COMMENTARY, ANALYSIS, AND UPDATES FROM OUR EXPERTS
Alexa Wehsener and Philip Reiner
Technology for Global Security (T4GS) is passionate about providing opportunities through which the public and private sectors can interact on critical issues, ideally fostering relationships and developing a bridge between communities in the process. As we recently noted, hosting cybersecurity tabletop exercises (CTTXs) is one way we accomplish this bridge-building.
Over the past year, T4GS has hosted CTTXs with a genesis around the threats posed by distributed-denial of service (DDoS) attacks. Last summer in Washington D.C., we hosted a group of experts representing the tech industry, federal government, and cybersecurity policy communities. These experts participated in a scenario in which a simulated cyberattack occurred on U.S. and allied critical infrastructure. The simulation was designed to explore the inevitable vulnerabilities, biases, and communication challenges that have yet to be adequately addressed in the current cyber crisis response protocol. This exercise was conducted under the Chatham House Rule, so participants will only be identified by their assigned roles, not by name or institutional affiliation.

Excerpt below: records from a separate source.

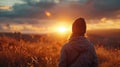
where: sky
[0,0,120,33]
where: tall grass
[0,37,120,67]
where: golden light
[45,11,51,17]
[58,26,67,33]
[0,6,11,10]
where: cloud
[0,0,120,31]
[0,0,120,19]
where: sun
[58,26,67,33]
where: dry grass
[0,37,120,67]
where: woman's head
[72,18,86,36]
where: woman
[59,18,98,67]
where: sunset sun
[58,26,67,33]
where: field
[0,29,120,67]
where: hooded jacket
[59,36,98,67]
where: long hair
[72,18,86,36]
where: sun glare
[58,26,67,33]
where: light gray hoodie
[59,36,98,67]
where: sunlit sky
[0,0,120,33]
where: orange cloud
[0,6,12,10]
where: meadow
[0,32,120,67]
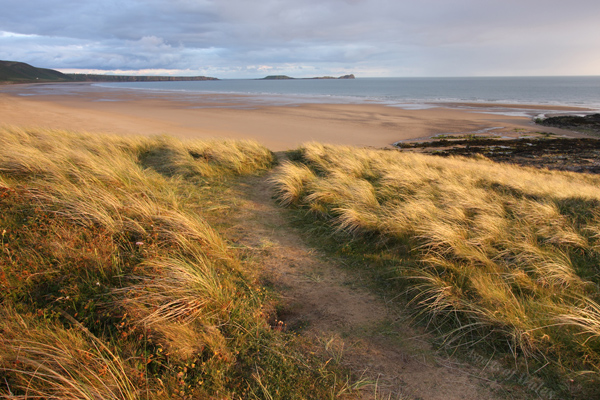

T4GS staff, including senior former national security officials and elite cyber technical operators, constructed the simulation with the aim of emphasizing two themes central to understanding current cybersecurity challenges:
In the exercises these themes interact in novel ways, demonstrating how public and private institutions can collaborate, or not, during a real-world cyber crisis.
It became evident during the simulation, and even clearer in the after-action analysis, that narrow thinking steered the decisions of many actors, driven by incentives to protect their organizations and limit liability. This substantially impeded cooperation and produced flawed decision-making at key points, which resulted in a high-cost outcome in the simulation.
The exercise was governed by a control team made up of industry experts deeply embedded in the trust group communities responsible for identifying and mitigating these types of attacks on a day-to-day basis. Participants were divided into five teams representing the U.S. Government (USG), content providers and distribution, internet service providers (ISP), domain name system providers (DNS), and DDoS mitigation firms.
These teams were presented a situation at the Saudi Aramco facilities in the Persian Gulf which had caused major physical damage, to include the loss of life. Shortly after the scenario began, it was determined that the events at the facilities were the result of a plausible cyberattack. As they analyzed the digital forensic evidence surrounding the attack, the teams were confronted with an escalating DDoS attack targeting Saudi emergency response capabilities, which dramatically increased the scope of the potential threat. As teams worked through attribution, mitigation, and remediation efforts over the course of the next couple of days, DDoS attacks began also targeting major North American retailers during the Black Friday/Cyber Monday shopping weekend. The threat had apparently come home to the United States--and the teams needed to figure out the relationships while limiting the scope of the damage.
In response, participants worked to investigate what happened in Saudi Arabia and stop the DDoS targeting U.S. companies. While the teams were challenged to identify and eliminate the malicious activity that caused the various attacks, a command-and-control (C2) server was identified by several teams, and ultimately hijacked by the DDoS mitigation firms team in an effort to prevent further damage elsewhere against similar industrial control systems around the world. In doing so, however, this attempt to eliminate the threat accidentally triggered explosions at American oil refineries that maintained older versions of the same industrial control systems (ICSs).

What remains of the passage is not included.